Binary Formation Mechanisms: Constraints from the Companion Mass Ratio Distribution

TL;DR

This study compares observed companion mass ratio distributions across different environments to the stellar initial mass function, revealing discrepancies that support binary formation theories like fragmentation.

Contribution

It provides the first comprehensive statistical comparison of companion mass ratios with the field star IMF across various environments, testing their consistency.

Findings

Observed CMRDs show more equal-mass systems than predicted by the IMF.

In some clusters and regions, the CMRD is inconsistent with the field star IMF.

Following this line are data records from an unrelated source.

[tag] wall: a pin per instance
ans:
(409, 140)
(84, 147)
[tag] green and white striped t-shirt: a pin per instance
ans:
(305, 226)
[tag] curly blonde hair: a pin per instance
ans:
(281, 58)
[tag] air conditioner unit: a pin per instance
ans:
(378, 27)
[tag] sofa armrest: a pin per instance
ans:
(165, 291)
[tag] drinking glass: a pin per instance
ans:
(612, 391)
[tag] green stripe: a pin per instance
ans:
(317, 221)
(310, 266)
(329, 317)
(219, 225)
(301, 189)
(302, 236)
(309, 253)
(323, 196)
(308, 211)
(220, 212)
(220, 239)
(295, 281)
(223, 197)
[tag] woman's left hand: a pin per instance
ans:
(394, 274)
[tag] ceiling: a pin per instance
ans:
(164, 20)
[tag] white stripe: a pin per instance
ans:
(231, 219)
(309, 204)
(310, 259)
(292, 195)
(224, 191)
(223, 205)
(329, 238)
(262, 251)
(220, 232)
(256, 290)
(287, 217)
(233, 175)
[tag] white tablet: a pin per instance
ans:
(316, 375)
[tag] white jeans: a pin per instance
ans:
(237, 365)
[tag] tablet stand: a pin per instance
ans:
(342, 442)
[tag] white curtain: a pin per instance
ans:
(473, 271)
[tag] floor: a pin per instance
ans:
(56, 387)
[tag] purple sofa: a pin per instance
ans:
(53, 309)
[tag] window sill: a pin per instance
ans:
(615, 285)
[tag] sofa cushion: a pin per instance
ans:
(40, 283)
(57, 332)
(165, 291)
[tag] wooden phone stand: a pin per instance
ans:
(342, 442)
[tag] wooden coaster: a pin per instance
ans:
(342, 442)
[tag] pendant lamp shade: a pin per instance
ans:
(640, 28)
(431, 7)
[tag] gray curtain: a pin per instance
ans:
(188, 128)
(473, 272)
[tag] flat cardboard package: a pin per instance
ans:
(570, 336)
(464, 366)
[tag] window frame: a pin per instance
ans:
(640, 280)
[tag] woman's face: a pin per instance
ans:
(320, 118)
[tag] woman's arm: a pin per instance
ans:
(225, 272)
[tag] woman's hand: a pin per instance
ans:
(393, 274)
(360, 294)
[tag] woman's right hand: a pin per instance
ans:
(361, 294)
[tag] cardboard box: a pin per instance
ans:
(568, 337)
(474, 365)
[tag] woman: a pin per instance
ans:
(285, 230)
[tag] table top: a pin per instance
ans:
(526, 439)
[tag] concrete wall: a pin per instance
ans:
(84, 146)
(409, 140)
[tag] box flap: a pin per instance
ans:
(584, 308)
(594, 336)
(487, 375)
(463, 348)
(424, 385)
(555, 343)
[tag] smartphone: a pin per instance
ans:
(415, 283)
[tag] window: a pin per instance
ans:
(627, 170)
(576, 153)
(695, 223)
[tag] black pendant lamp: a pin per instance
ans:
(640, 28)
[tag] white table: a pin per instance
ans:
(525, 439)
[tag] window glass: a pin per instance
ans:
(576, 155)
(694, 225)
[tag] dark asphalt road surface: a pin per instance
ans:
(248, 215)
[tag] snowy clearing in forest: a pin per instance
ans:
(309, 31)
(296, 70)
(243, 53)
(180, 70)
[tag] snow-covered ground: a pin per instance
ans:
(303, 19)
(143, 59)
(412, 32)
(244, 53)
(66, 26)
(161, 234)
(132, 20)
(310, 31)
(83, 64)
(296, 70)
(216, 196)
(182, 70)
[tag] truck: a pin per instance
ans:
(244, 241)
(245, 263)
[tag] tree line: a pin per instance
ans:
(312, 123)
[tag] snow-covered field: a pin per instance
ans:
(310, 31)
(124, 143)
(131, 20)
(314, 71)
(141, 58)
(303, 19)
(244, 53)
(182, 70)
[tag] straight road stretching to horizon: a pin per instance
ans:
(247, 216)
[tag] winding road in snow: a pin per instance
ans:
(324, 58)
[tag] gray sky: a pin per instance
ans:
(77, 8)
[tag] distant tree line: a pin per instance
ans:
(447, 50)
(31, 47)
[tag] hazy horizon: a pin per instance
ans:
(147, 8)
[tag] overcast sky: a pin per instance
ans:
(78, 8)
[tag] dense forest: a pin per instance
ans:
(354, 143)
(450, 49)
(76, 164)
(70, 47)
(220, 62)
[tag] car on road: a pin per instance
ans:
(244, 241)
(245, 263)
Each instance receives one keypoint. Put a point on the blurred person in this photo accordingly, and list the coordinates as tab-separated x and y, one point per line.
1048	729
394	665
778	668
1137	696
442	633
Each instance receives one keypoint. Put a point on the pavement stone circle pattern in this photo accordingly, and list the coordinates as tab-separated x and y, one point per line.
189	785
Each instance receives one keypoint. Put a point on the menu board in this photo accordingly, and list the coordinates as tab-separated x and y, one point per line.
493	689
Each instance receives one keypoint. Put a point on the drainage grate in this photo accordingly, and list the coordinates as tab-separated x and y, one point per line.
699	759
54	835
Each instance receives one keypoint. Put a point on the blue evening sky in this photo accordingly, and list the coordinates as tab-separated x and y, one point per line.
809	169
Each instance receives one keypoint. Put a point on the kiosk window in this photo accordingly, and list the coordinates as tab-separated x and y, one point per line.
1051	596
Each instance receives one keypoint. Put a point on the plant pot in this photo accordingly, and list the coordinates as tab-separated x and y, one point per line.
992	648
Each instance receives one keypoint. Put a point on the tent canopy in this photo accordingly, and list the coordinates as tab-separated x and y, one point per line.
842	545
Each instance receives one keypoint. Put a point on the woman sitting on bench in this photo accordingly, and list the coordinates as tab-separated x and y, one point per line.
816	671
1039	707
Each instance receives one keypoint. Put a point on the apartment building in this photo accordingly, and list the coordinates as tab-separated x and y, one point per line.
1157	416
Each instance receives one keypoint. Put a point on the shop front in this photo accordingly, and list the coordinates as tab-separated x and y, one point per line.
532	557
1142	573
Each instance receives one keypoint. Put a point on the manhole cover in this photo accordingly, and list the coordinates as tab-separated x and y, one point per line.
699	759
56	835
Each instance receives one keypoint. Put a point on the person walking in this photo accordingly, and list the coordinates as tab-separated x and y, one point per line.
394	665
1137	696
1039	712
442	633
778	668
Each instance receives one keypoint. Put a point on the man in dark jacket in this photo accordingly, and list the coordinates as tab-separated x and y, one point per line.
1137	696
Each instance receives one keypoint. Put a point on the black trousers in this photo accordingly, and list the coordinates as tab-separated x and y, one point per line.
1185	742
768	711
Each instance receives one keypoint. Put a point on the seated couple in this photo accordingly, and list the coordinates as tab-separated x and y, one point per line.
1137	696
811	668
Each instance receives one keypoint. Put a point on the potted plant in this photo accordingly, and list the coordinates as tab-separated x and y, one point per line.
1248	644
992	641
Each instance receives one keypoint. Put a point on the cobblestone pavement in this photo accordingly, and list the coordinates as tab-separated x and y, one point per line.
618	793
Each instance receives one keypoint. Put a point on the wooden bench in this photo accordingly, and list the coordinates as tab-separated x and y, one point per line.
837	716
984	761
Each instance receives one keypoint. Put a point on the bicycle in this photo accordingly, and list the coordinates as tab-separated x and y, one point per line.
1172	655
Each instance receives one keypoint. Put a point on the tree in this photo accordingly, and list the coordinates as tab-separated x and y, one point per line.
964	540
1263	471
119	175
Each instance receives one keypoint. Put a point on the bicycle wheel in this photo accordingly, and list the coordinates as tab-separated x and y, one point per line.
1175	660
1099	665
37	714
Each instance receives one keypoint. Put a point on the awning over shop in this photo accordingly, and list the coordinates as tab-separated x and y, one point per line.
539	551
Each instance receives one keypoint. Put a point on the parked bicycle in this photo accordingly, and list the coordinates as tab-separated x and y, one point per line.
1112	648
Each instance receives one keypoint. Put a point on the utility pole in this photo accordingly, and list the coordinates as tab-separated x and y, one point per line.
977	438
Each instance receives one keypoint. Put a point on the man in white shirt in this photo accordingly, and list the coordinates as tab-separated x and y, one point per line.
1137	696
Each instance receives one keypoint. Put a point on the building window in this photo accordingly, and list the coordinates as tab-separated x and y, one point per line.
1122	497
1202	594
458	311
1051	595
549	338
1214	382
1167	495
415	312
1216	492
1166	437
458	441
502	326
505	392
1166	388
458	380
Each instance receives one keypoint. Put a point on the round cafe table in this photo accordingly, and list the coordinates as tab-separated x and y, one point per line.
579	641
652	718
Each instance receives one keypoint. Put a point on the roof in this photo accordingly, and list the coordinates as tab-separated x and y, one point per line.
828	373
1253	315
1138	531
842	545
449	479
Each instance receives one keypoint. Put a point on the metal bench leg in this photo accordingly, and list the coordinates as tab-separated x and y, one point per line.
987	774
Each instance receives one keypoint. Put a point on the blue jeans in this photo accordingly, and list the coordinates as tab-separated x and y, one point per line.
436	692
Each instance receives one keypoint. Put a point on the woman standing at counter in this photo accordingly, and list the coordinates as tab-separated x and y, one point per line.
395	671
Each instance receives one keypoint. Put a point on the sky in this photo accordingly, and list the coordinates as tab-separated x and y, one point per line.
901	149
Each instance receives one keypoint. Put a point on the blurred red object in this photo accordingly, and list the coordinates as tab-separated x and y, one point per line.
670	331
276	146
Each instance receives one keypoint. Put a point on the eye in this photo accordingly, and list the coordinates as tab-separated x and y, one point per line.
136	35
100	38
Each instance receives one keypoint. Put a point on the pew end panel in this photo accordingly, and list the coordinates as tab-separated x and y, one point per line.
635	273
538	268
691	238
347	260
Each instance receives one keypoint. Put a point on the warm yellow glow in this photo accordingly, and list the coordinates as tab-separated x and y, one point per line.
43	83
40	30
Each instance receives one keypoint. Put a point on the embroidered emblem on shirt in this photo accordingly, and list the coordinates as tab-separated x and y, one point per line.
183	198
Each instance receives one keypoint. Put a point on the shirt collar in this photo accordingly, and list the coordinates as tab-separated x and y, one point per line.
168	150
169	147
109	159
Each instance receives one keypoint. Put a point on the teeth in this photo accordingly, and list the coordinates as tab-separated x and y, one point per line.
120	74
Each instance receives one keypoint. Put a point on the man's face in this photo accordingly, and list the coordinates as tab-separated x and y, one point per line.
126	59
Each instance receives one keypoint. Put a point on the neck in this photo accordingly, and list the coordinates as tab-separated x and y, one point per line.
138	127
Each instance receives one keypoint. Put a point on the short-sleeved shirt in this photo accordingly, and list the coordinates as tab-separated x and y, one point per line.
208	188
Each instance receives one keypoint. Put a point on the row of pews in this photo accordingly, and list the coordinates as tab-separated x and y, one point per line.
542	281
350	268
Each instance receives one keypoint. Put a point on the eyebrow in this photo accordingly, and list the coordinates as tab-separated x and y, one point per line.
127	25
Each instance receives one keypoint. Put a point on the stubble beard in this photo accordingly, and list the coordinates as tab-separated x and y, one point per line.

The CMRD is roughly independent of separation within observed ranges.

Abstract

We present a statistical comparison of the mass ratio distribution of companions, as observed in different multiplicity surveys, to the most recent estimate of the single object mass function (Bochanski et al. 2010). The main goal of our analysis is to test whether or not the observed companion mass ratio distribution (CMRD) as a function of primary star mass and star formation environment is consistent with having been drawn from the field star IMF. We consider samples of companions for M dwarfs, solar type and intermediate mass stars, both in the field as well as clusters or associations, and compare them with populations of binaries generated by random pairing from the assumed IMF for a fixed primary mass. With regard to the field we can reject the hypothesis that the CMRD was drawn from the IMF for different primary mass ranges: the observed CMRDs show a larger number of equal-mass systems than predicted by the IMF. This is in agreement with fragmentation theories of binary formation. For the open clusters {\alpha} Persei and the Pleiades we also reject the IMF random- pairing hypothesis. Concerning young star-forming regions, currently we can rule out a connection between the CMRD and the field IMF in Taurus but not in Chamaeleon I. Larger and different samples are needed to better constrain the result as a function of the environment. We also consider other companion mass functions (CMF) and we compare them with observations. Moreover the CMRD both in the field and clusters or associations appears to be independent of separation in the range covered by the observations. Combining therefore the CMRDs of M and G primaries in the field and intermediate mass primary binaries in Sco OB2 for mass ratios, q = M2/M1, from 0.2 to 1, we find that the best chi-square fit follows a power law dN/dq \propto q^{\beta}, with {\beta} = -0.50 \pm 0.29, consistent with previous results.